Data Leak Susceptibility: The platform's assessment of data leak susceptibility also uses Domain Intelligence, including its ability to find domain name permutations. This helps uncover malicious domains that could be used to host fake websites designed to steal credentials and facilitate data leaks.
The Domain Intelligence investigation module is the primary tool for brand and phishing defense. Within its DNS Intelligence capabilities, ThreatNG enables the detection and grouping of various domain manipulations and additions commonly used in phishing campaigns.
Domain Name Permutations: This feature is specifically designed to find manipulations such as substitutions, additions, bitsquatting, hyphenations, insertions, omissions, repetition, replacement, subdomains, transpositions, vowel-swaps, dictionary additions, TLD-swaps, and homoglyphs. It also provides the associated mail records and IP addresses to help detect brand impersonation. For instance, it can detect homoglyph attacks using Internationalized Domain Names (IDNs) with visually similar characters.
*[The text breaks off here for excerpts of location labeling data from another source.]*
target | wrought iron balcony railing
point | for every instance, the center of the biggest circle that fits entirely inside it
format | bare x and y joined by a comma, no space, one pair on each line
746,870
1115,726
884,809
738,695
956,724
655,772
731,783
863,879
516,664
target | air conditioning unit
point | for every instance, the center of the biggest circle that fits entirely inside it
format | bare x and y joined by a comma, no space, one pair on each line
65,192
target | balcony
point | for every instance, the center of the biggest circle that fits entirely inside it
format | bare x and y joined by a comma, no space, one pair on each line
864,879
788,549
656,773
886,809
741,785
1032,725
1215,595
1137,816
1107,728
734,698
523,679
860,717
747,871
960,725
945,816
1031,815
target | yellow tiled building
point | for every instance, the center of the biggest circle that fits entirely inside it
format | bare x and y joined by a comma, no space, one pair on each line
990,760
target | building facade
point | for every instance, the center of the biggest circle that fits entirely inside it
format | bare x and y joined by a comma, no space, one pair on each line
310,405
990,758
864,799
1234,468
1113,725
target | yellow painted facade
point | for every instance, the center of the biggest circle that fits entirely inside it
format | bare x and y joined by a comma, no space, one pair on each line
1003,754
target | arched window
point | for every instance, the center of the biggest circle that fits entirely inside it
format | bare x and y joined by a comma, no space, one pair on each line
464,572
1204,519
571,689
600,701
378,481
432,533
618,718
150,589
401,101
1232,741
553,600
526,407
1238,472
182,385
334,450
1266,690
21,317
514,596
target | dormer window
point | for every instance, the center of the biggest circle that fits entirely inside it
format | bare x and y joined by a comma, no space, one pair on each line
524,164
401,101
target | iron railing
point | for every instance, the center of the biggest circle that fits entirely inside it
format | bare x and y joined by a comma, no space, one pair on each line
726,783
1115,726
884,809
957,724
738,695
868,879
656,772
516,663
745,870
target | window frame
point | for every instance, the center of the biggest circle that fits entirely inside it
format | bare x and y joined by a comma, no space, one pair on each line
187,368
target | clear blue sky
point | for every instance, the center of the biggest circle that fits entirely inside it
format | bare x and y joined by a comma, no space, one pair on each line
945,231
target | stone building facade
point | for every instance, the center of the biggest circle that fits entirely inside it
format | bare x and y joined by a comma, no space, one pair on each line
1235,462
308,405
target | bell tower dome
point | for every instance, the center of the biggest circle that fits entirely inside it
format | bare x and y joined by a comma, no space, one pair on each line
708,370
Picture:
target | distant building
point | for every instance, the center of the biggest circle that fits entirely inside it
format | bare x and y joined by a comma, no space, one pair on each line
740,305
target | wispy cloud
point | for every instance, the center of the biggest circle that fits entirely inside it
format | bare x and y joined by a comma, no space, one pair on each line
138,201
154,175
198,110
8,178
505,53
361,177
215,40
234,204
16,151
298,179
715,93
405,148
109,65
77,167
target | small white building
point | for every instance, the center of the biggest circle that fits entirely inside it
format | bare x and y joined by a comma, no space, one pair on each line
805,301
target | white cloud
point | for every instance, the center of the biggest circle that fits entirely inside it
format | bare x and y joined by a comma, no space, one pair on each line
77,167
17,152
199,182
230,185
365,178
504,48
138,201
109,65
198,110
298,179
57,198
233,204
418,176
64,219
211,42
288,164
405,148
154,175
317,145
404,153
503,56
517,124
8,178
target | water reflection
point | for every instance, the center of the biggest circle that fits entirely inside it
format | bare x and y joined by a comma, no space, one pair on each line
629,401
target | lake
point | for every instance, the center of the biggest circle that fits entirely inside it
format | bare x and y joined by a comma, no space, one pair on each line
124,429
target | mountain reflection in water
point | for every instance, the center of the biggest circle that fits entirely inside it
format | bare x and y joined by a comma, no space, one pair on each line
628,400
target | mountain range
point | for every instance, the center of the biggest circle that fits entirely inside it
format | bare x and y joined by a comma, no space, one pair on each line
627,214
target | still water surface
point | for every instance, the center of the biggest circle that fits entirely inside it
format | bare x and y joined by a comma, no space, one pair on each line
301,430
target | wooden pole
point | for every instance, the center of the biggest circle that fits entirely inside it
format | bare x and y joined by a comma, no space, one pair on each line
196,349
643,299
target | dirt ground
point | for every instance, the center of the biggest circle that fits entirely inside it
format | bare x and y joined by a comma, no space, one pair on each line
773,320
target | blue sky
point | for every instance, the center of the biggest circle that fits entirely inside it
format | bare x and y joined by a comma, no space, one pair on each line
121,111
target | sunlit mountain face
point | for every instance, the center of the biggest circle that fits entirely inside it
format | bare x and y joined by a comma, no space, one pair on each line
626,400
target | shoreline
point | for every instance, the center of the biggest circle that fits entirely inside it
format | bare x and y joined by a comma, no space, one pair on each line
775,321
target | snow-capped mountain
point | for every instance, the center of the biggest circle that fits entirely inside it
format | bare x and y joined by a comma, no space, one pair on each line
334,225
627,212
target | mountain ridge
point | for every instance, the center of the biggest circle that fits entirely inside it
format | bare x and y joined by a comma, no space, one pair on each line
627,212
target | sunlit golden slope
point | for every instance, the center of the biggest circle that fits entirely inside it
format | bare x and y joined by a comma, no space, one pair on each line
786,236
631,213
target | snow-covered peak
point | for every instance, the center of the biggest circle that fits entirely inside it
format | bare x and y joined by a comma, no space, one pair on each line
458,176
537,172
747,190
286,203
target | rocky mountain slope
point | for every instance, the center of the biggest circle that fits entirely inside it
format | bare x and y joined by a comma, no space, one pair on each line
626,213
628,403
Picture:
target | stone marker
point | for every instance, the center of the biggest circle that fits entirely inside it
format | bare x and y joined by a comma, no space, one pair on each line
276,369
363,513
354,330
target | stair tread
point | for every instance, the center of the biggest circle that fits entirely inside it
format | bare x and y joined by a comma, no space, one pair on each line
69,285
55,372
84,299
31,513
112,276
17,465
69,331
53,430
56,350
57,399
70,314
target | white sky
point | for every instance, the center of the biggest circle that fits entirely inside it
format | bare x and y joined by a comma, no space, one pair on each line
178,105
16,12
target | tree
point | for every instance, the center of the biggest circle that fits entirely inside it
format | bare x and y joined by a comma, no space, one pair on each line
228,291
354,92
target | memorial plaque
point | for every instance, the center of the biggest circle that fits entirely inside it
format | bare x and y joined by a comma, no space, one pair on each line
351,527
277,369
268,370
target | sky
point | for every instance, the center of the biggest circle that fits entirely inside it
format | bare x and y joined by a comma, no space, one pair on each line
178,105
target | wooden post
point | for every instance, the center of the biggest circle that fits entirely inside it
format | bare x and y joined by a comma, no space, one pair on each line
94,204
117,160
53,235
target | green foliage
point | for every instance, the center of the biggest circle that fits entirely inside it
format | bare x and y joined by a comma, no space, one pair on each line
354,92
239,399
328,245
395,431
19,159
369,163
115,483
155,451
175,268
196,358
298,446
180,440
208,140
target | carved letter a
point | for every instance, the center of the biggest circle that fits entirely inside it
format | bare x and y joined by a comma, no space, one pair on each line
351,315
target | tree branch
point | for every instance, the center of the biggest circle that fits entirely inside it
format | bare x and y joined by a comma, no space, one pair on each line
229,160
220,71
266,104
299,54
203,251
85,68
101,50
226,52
Targeted Keyword Analysis: ThreatNG takes the discovered domain name permutations and searches for the presence of "Authentication" terms like login, verify, and admin, as well as "Derogatory" terms like sucks, awful, and boycott. This helps pinpoint domains created for specific malicious purposes, such as hosting a fake login page or a brand-damaging site.
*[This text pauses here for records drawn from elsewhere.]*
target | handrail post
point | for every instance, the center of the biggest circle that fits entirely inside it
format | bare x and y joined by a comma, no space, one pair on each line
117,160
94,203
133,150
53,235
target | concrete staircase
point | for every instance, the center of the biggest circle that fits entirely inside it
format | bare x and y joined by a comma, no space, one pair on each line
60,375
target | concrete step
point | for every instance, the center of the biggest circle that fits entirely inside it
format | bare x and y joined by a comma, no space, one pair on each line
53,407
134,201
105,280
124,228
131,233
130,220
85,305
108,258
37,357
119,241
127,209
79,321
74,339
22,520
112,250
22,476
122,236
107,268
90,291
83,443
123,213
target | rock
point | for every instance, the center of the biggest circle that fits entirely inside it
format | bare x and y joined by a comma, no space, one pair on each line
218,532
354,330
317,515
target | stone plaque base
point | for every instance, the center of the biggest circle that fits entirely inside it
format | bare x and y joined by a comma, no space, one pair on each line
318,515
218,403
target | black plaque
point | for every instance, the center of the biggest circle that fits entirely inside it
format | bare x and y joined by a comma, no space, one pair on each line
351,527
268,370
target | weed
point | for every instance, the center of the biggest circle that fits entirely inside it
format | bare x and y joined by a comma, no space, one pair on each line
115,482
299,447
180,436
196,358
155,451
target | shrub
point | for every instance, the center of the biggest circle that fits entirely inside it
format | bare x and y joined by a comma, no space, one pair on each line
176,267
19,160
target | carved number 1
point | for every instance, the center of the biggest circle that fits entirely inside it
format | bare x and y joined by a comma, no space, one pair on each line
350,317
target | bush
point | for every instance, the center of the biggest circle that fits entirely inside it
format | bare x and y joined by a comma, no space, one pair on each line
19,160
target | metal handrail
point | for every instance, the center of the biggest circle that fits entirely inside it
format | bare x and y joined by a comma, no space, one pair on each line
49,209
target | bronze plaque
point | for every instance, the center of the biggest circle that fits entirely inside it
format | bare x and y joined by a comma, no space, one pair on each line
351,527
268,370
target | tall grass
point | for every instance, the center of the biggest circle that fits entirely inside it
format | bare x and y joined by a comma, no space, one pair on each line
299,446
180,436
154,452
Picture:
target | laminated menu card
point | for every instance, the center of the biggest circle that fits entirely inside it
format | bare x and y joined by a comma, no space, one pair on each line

Email Intelligence: The Email Intelligence module identifies an organization's email security presence, including DMARC, SPF, and DKIM records. This is critical for brand defense as these protocols help prevent attackers from spoofing a brand's email domain to send phishing emails.
Archived Web Pages: This module helps with phishing defense by showing what has been archived on an organization's online presence, including login pages, API files, and other documents. This can reveal assets that might be a target for attackers.
Reporting and Continuous Monitoring
ThreatNG provides comprehensive reports, including Executive, Technical, and Prioritized (High, Medium, Low, and Informational), which would highlight any brand impersonation or phishing threats discovered. This allows organizations to allocate resources and prioritize their security efforts based on risk levels. The platform's continuous monitoring capability ensures that the external attack surface is constantly tracked, and new threats are identified as they appear.
ThreatNG's DarCache Dark Web intelligence repository tracks mentions of an organization on the dark web. This can provide early warnings of a brand being targeted in a phishing campaign or other malicious activities, allowing for proactive defense.
Complementary Solutions
ThreatNG's brand and phishing defense capabilities can be enhanced by working with other security solutions.
ThreatNG and an Email Security Gateway: ThreatNG could identify a new domain name permutation, such as legitcompany-support.com, that has active mail records. This intelligence could be provided to an email security gateway, which could then block any emails originating from this malicious domain, preventing a phishing campaign from reaching employees.
ThreatNG and a DNS Firewall: If ThreatNG discovers a typosquatted domain like companynamee.com and its associated IP address, this information could be used to update a DNS firewall. The firewall would then block all network requests to this fraudulent IP address, preventing employees and customers from accidentally visiting the phishing site.
ThreatNG and a Website Takedown Service: After ThreatNG identifies a fraudulent website that is impersonating a brand, the information about the malicious domain and its hosting provider could be shared with a website takedown service. This would enable the service to act quickly and have the fake site removed, minimizing the window of opportunity for attackers.